A perda de um(a) chefe de domicílio, por exemplo, pode ter vários impactos na vida destas crianças pobres, deixando-as parcial ou totalmente desassistidas. Também gera pressões adicionais sobre jovens adultos(as) recém-chegados no mercado de trabalho, mais suscetíveis a serem obrigados a complementar a renda. Quando hipoteticamente suprimimos o auxílio emergencial dos domicílios, notamos que há mais pessoas vivendo sob a pobreza em lares com chefes de família negros(as) em todas as regiões do país. Entre maio e novembro de 2020, 43% das pessoas que viviam em domicílios chefiados por pessoas pardas e 41% dos que viviam em domicílios chefiados por pessoas pretas na região Nordeste eram pobres. Para os brancos, a taxa situava-se nos 33%. Na região menos atingida pela pobreza (o Sul), havia também uma grande diferença: a taxa de pobreza das famílias pretas e pardas era o dobro das famílias brancas. Considerando que o excesso de mortalidade foi maior entre negros, as desigualdades serão agravadas.

Proporção de pessoas pobres nos domicílios chefiados por pessoas brancas, pretas e pardas por região do Brasil, em 2020

Elaboração: Afro-CEBRAP. Fonte: PNAD COVID19 / IBGE, 2020.

Elaboração: Afro-CEBRAP. Fonte: PNAD COVID19 / IBGE, 2020.

Considerações finais

O excesso de mortalidade observado na população negra no Brasil reafirma a importância de utilizarmos a desigualdade racial como fator para orientar a resposta à pandemia da COVID-19, bem como orientar as políticas públicas necessárias para reparar os danos causados às famílias pretas e pardas. Essas famílias são submetidas a antigas desigualdades que se alargaram durante a pandemia do coronavírus, afetando vários campos da vida social: acesso e condições de saúde, infraestrutura doméstica, qualidade da educação, recursos financeiros e segurança empregatícia são alguns exemplos.

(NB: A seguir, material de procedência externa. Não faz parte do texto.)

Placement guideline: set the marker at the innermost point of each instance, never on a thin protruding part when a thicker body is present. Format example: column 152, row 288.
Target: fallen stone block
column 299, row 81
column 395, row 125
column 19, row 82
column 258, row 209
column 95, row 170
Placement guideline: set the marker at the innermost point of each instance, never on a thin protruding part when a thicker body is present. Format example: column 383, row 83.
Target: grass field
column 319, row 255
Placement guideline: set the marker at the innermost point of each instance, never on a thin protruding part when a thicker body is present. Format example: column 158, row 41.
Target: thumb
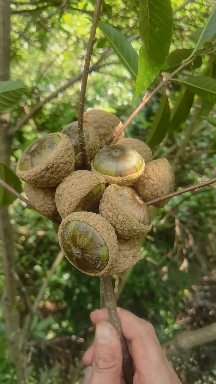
column 107, row 363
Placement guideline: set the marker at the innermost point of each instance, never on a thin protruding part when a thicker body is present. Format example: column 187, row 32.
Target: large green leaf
column 155, row 26
column 202, row 86
column 11, row 92
column 160, row 124
column 7, row 175
column 122, row 47
column 175, row 59
column 208, row 33
column 181, row 110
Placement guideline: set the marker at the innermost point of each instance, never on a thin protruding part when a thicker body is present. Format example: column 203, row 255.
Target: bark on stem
column 110, row 305
column 84, row 83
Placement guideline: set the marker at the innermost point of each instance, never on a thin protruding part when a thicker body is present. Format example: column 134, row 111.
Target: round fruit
column 92, row 141
column 158, row 180
column 43, row 200
column 106, row 124
column 89, row 242
column 139, row 146
column 47, row 161
column 126, row 211
column 80, row 191
column 118, row 164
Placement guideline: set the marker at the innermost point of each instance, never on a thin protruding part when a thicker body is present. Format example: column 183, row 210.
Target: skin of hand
column 104, row 357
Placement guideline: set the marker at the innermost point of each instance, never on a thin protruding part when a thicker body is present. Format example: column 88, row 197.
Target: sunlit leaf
column 7, row 175
column 202, row 86
column 160, row 124
column 181, row 110
column 10, row 93
column 155, row 26
column 211, row 119
column 122, row 47
column 175, row 59
column 208, row 33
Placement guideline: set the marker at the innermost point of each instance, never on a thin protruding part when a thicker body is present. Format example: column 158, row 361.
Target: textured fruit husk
column 129, row 253
column 92, row 146
column 139, row 146
column 106, row 124
column 42, row 199
column 158, row 180
column 116, row 213
column 74, row 188
column 121, row 180
column 104, row 228
column 54, row 169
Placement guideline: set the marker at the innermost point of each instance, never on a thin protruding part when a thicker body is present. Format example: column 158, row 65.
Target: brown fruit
column 126, row 211
column 139, row 146
column 118, row 164
column 89, row 242
column 80, row 191
column 158, row 180
column 47, row 161
column 106, row 124
column 92, row 141
column 43, row 200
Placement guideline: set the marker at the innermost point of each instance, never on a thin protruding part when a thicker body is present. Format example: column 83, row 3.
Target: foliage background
column 174, row 286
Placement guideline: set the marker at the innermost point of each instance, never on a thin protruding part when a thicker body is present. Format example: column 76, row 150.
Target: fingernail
column 103, row 333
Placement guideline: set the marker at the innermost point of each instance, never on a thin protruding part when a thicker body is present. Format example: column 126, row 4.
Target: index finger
column 145, row 348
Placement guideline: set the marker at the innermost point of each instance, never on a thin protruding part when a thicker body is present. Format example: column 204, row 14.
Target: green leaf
column 175, row 59
column 202, row 86
column 122, row 47
column 10, row 93
column 211, row 119
column 160, row 124
column 155, row 26
column 7, row 175
column 208, row 33
column 181, row 110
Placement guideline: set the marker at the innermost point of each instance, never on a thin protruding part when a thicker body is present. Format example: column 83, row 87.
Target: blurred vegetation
column 174, row 285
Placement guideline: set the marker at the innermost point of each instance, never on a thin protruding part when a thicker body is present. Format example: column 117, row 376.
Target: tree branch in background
column 149, row 97
column 190, row 339
column 84, row 82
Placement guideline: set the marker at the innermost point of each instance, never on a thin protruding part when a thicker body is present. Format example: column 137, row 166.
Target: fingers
column 149, row 359
column 107, row 360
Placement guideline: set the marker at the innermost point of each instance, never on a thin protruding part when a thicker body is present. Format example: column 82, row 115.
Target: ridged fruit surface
column 89, row 242
column 158, row 180
column 80, row 191
column 139, row 146
column 92, row 141
column 47, row 161
column 126, row 211
column 118, row 164
column 106, row 124
column 42, row 199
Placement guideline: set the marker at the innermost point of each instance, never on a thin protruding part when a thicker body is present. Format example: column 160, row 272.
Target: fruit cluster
column 102, row 212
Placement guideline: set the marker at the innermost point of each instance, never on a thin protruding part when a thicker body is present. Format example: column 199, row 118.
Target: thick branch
column 190, row 339
column 84, row 82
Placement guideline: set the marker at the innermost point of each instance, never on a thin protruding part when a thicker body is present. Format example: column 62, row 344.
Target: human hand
column 105, row 354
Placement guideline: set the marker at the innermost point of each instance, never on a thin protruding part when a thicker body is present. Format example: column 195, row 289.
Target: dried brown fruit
column 126, row 211
column 139, row 146
column 47, row 161
column 118, row 164
column 106, row 124
column 89, row 242
column 43, row 200
column 80, row 191
column 157, row 180
column 92, row 141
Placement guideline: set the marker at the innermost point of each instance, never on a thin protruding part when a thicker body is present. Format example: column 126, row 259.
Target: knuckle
column 106, row 362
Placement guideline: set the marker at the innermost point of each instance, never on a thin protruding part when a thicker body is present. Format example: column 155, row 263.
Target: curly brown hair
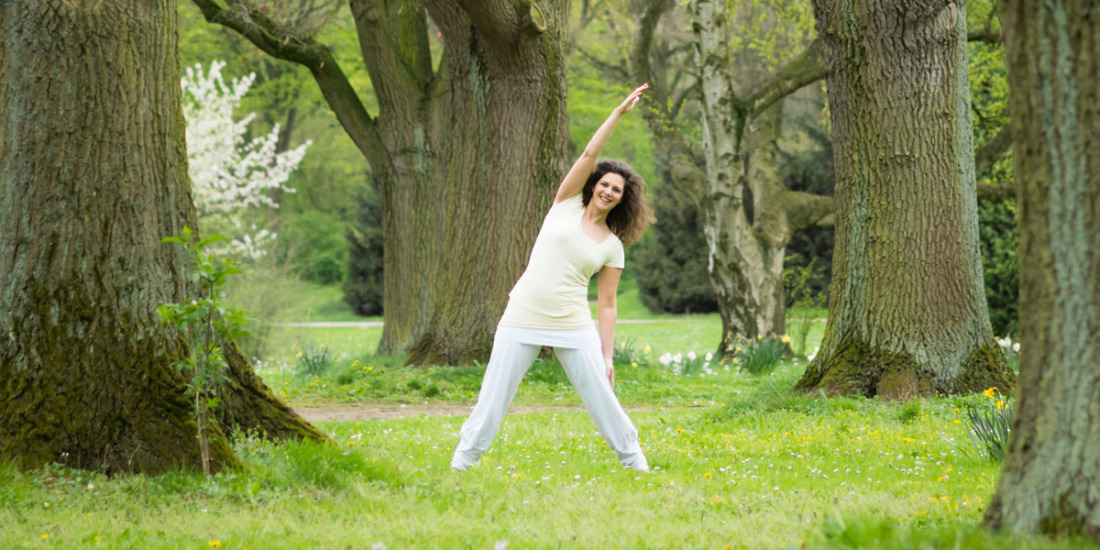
column 633, row 215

As desigualdades observadas no estudo reafirmam que a população negra é mais vulnerável e teve um maior excesso de mortalidade devido à COVID-19, nos levando a afirmar que a COVID-19 não é uma epidemia, mas sim uma sindemia [1]. Tanto pesquisadores que atuam com sindemias (campo de pesquisa  com raízes na antropologia médica) quanto no campo da saúde e dos direitos humanos, reconhecem que os determinantes sociais, políticos e estruturais contribuem mais para as desigualdades em saúde do que fatores biológicos ou escolhas pessoais [2]. Uma sindemia não é apenas uma comorbidade. São caracterizadas por interações biológicas e sociais, interações que aumentam a suscetibilidade de uma pessoa a doenças e a perda da saúde ao longo da vida [3].

Não é aleatório que a população negra tenha mais comorbidades para COVID-19 e menor acesso aos serviços de saúde. Esta é uma desigualdade crônica, existente desde a escravidão e que não foi superada por políticas públicas. Culpam-se os doentes e mortos pela COVID-19 por seu mau estado de saúde, afinal eram hipertensos, diabéticos, obesos, cardíacos, asmáticos etc., mas não se fala que essa é uma tragédia anunciada há muitos anos, de uma desigualdade social que nega a muitas pessoas uma vida saudável e o próprio direito à vida.


[1] Singer M, Bulled N, Ostrach B, Mendenhall E. Syndemics and the biosocial conception of health. Lancet, 2017, 389(10072): 941-950.

[2] Willen SS, Knipper M, Abadía-Barrero CE, Davidovitch N. Syndemic vulnerability and the right to health. Lancet, 2017, 389(10072): 964-977

[3] Horton R. COVID-19 is not a pandemic. Lancet, 2020, 396: 874.